Jujur saja, film ini tidak berhasil membuat saya terbahak-bahak. Plot film ini terkesan terlalu dipaksakan, seperti scene saat mereka tanpa sengaja meminum abu kremasi ayah Ethan atau saat Ethan tanpa sengaja menembak Peter tak lama setelah menemukan sepucuk pistol di dashboard mobil yang mereka curi. Karakter Ethan yang digambarkan sangat menjengkelkan dan bermasalah justru membuat saya ikut merasa jengkel, karenanya film ini lebih terasa mengganggu daripada menghibur. Yang agak lucu mungkin scene saat Ethan mengendarai mobil sambil menghisap narkoba dan asapnya tanpa sengaja membuat  Peter mabuk sehingga ia berhalusinasi dan melihat Ethan seperti melihat seekor anjing berwarna hitam. 

* Gambar dipinjam dari Wikipedia.

5 komentar:

Theresia Hutapea mengatakan...

wahwah Shel, emang kmu teh tiap minggu ntn brp film?asik bgt aku jdi tau bnyk film2 dsini,walo aku jrang ntn si, aku lbh bnyak ntn serial tv gt (luar tntunya, no sinetron) hehe....:D

merry go round mengatakan...

Ini yang lanjutan The Hangover kan ya.

naruto mengatakan...

kalo baca reviewnya kayaknya seru neh film....

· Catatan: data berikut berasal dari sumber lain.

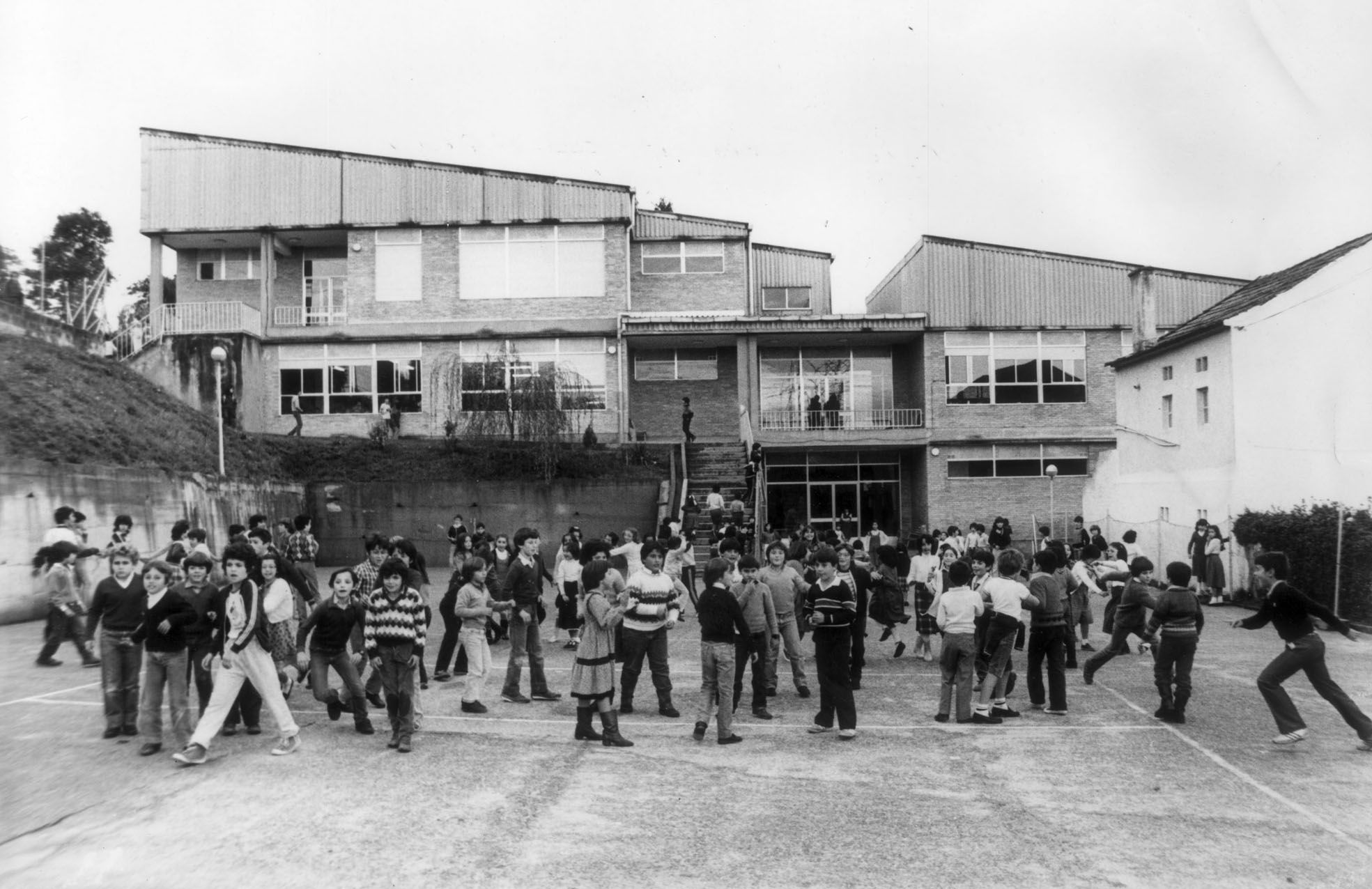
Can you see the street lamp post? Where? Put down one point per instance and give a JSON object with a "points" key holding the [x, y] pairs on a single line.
{"points": [[220, 355], [1051, 471]]}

rezKY p-RA-tama mengatakan...

nampaknya menarik,,,nice infoo

Selvia Lusman mengatakan...

@Echa: Hehe... Minimal 1hari nonton 1film meski cuma nonton di TV. @Rossa: Wah, ngga tau. Saya belum nonton The Hangover. Bagus ngga? @naruta: Hehe... Met nonton, thx atas kunjungannya. @Rezky: Thanks.